Nummer: R-19/5249/GB
Betreft: [klager] datum: 29 november 2019
De beroepscommissie als bedoeld in artikel 73, eerste lid, van de Penitentiaire beginselenwet (Pbw) heeft kennisgenomen van een bij het secretariaat van de Raad ingekomen beroepschrift, ingediend door mr. N.B. Swart namens […], verder te noemen klager, gericht tegen een op 13 november 2019 genomen beslissing van de Minister voor Rechtsbescherming (de Minister), en van de overige stukken, waaronder de bestreden beslissing. Op grond van haar onderzoek overweegt en beslist de beroepscommissie als volgt.
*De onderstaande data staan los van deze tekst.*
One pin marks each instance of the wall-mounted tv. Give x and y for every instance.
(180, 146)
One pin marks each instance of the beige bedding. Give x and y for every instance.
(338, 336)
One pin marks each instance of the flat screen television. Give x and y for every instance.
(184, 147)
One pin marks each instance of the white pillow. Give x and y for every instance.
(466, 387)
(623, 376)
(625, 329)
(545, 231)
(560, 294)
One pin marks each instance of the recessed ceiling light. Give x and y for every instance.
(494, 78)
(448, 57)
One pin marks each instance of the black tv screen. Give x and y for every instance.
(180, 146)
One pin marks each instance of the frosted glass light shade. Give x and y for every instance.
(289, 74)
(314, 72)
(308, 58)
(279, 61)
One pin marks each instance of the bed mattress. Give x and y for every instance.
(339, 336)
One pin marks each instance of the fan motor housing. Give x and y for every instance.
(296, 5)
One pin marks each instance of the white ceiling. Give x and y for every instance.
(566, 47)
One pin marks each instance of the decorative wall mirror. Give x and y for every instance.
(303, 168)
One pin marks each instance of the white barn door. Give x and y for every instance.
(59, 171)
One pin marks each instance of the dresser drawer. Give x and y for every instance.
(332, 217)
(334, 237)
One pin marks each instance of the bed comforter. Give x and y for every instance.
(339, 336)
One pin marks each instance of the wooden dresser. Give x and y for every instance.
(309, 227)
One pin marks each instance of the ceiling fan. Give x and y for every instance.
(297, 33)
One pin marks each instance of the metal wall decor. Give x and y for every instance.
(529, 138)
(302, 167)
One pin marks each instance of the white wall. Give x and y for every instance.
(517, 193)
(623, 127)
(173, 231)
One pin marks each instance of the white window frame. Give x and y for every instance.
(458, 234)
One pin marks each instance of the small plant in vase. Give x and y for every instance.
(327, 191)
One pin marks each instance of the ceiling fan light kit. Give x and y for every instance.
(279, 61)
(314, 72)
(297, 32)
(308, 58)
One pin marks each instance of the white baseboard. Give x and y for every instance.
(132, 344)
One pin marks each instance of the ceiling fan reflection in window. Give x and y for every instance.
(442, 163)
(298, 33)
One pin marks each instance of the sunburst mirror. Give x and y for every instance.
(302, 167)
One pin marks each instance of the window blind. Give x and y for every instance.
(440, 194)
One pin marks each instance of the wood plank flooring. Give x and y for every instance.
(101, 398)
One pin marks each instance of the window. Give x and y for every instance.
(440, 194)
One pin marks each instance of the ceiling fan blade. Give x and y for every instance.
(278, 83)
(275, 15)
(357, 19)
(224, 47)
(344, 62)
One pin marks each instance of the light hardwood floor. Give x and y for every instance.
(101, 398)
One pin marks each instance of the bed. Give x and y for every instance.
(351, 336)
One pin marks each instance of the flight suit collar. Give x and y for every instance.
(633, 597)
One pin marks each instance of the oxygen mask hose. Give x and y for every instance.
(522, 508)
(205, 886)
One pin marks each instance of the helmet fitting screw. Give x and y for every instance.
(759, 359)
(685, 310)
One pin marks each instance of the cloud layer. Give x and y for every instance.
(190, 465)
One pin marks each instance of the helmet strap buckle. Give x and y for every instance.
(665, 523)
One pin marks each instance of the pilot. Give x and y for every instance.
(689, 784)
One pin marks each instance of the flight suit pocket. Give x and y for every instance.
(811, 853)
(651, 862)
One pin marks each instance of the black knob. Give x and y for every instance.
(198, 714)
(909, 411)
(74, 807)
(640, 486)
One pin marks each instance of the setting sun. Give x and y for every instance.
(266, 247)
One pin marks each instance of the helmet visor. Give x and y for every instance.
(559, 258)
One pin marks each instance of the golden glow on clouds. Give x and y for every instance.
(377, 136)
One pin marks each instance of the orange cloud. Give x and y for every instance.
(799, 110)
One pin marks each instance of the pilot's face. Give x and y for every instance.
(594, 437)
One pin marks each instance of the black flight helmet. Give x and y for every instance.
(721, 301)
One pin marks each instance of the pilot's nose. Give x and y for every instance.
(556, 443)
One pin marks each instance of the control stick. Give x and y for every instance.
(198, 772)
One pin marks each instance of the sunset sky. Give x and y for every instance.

1. De inhoud van de bestreden beslissing
De Minister heeft klagers bezwaar gericht tegen de oproep zich te melden op 20 november 2019 in de penitentiaire inrichting (p.i.) Veenhuizen, locatie Esserheem ongegrond verklaard.
2. De feiten
Op 2 oktober 2019 is klager opgeroepen zich op 20 november 2019 te melden in de p.i. Veenhuizen, locatie Esserheem, voor het ondergaan van 147 dagen gevangenisstraf. Op 7 oktober 2019 heeft klager bezwaar ingediend tegen voornoemde oproep en dat is op 13 november ongegrond verklaard. In het kader van onderhavige beroepszaak heeft klager van de Minister uitstel van het melden gekregen tot 4 december 2019. Klager heeft zich echter op 20 november 2019 gemeld in voornoemde inrichting.
3. De standpunten
3.1. Door klager is het beroep als volgt toegelicht.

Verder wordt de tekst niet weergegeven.